On Thursday, Israel announced that U.S. Congresswomen Ilhan Omar and Rashida Tlaib are banned from entering the country, just ahead of their planned visit to the occupied West Bank. Technically speaking, the congresswomen weren't planning on visiting Israel. They were meant to visit Palestinian territories under Israeli occupation including Hebron, Ramallah, Bethlehem, and East Jerusalem. Since Israel controls travel to all its territories - illegally occupied or not - the two women were blocked.
Both democratic representatives are known for their outspoken criticism of the Israeli government and its treatment of Palestinians. Both have long been advocates of the Boycott, Divestment and Sanctions (BDS) movement against Israeli occupation, demanding the country complies with international law - starting with lifting its illegal occupation of the West Bank and Gaza. The decision to block the Muslim congresswomen from entering Israel "on political grounds" was unfortunately bound to happen — because that's exactly what U.S. President Donald Trump wanted to happen.
Israel's decision came shortly after Trump said allowing the Muslim women into Israel "would show great weakness."
Trump continued his rant...
On Friday, Israel gave Tlaib the green light "to visit family"
After consulting Prime Minister Benjamin Netanyahu, Israeli Interior Minister Aryeh Deri issued a statement explaining that he decided to bar Tlaib and Omar entry because of "their boycott activities against Israel."
Both democratic representatives have since responded to the ban. Tlaib posted a heartwarming photo of her grandma and said the decision to ban her from visiting is the real "sign of weakness." The Palestinian-American democrat had planned to extend her visit in the West Bank to see relatives. Following the decision to block her entry, Tlaib sent a letter to Israel's Ministry of Interior, in an attempt to be granted permission "to visit relatives, and specifically my grandmother, who is in her 90s," according to The Guardian. Tlaib also noted that she "will respect any restrictions and will not promote boycotts against Israel during my visit."
Tlaib, who is representing Michigan, was born to Palestinian immigrant parents and still has family in the Palestinian territories. To access the village of Beit Ur al-Fauqa in the occupied West Bank, where her grandmother and other relatives reside, she would need to pass through Israeli security.
Tlaib's uncle called Israel's decision "an unjust racist decision," according to Al Jazeera.
"Rashida is not carrying a weapon and directing it against Israel, she is coming to visit her family, her country, her people, it is her right to visit her country and her family," he said.
Omar said Israel is implementing "Trump's Muslim ban"

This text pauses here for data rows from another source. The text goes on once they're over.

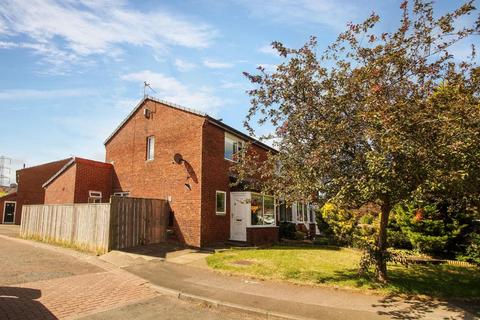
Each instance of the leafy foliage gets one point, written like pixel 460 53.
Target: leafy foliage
pixel 287 230
pixel 428 229
pixel 341 223
pixel 472 253
pixel 378 117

In a statement on the matter, Omar reiterated that it is her job - as a member of the House Committee on Foreign Affairs - to conduct "oversight of foreign aid from the United States of America and to legislate on human rights practices around the world."
"The irony of the 'only democracy' in the Middle East making such a decision is that it is both an insult to democratic values and a chilling response to a visit by government officials from an allied nation," Omar added.
Several U.S. politicians have since spoken out against Israel's decision.
"Israel's denial of entry to Congresswomen Tlaib and Omar is a sign of weakness, and beneath the dignity of the great State of Israel," House Speaker Nancy Pelosi of California wrote in a tweet.
"The President's statements about the Congresswomen are a sign of ignorance and disrespect, and beneath the dignity of the Office of the President."